Welcome to the demonstration notebook where we’ll go over all of the Basic functions in the pylenm package! Let’s get started!

Installing, Importing, and Understanding the package

Make sure to install pylenm from https://pypi.org/project/pylenm/ by running pip install pylenm in your environment terminal. Once completed, you should be able to import the package. Note: to update to the latest version of pylenm run: pip install pylenm --upgrade

[1]:
# pip install pylenm
[2]:
# Import our packages
import pylenm
import pandas as pd
import matplotlib.pyplot as plt

pd.set_option('display.max_rows', 100) # Display a custom number of rows for dataframe

We can verify the package version by typing: pylenm_df.__version__

[3]:
pylenm.__version__
[3]:
'0.2'

The pylenm_df package has one modules: PylenmDataFactory: where all of the package functionality is imported.

Let’s import it!

[4]:
from pylenm import PylenmDataFactory

Using pylenm

Now let’s get our hands dirty and start exploring the PylenmDataFactory module.

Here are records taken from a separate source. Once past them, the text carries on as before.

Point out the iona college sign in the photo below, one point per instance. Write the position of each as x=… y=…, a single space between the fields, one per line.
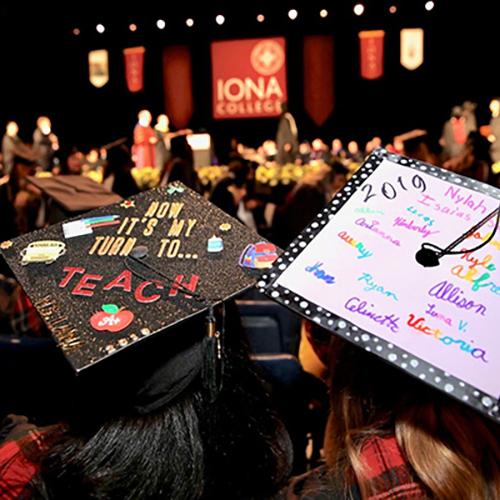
x=248 y=78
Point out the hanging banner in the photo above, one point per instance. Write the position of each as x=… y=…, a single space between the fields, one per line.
x=178 y=84
x=98 y=68
x=318 y=77
x=372 y=54
x=248 y=78
x=134 y=68
x=412 y=48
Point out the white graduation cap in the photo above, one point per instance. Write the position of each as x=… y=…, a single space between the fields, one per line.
x=404 y=263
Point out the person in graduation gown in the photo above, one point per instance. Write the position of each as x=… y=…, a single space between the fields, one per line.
x=287 y=137
x=117 y=172
x=144 y=426
x=45 y=143
x=162 y=148
x=454 y=136
x=13 y=146
x=144 y=141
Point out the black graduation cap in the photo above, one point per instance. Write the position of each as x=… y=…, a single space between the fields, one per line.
x=404 y=262
x=122 y=273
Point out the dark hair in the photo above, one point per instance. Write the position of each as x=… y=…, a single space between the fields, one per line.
x=189 y=449
x=453 y=450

First, import our two datasets here. It’s located in the same directory in a folder called data. pylenm_df takes in two datasets: 1. Concentration Data: Dataset containing the concetration values 2. Construction Data: Dataset containing the construction information of locations such as the Longitude and Latitude values.

[5]:
url_1 = 'https://raw.githubusercontent.com/ALTEMIS-DOE/pylenm/master/notebooks/data/FASB_Data_thru_3Q2015_Reduced_Demo.csv'
url_2 = 'https://github.com/ALTEMIS-DOE/pylenm/blob/master/notebooks/data/FASB%20Well%20Construction%20Info.xlsx?raw=true'
concentration_data = pd.read_csv(url_1)
construction_data = pd.read_excel(url_2)

Now that we have our data imported let’s save the data into our functions class.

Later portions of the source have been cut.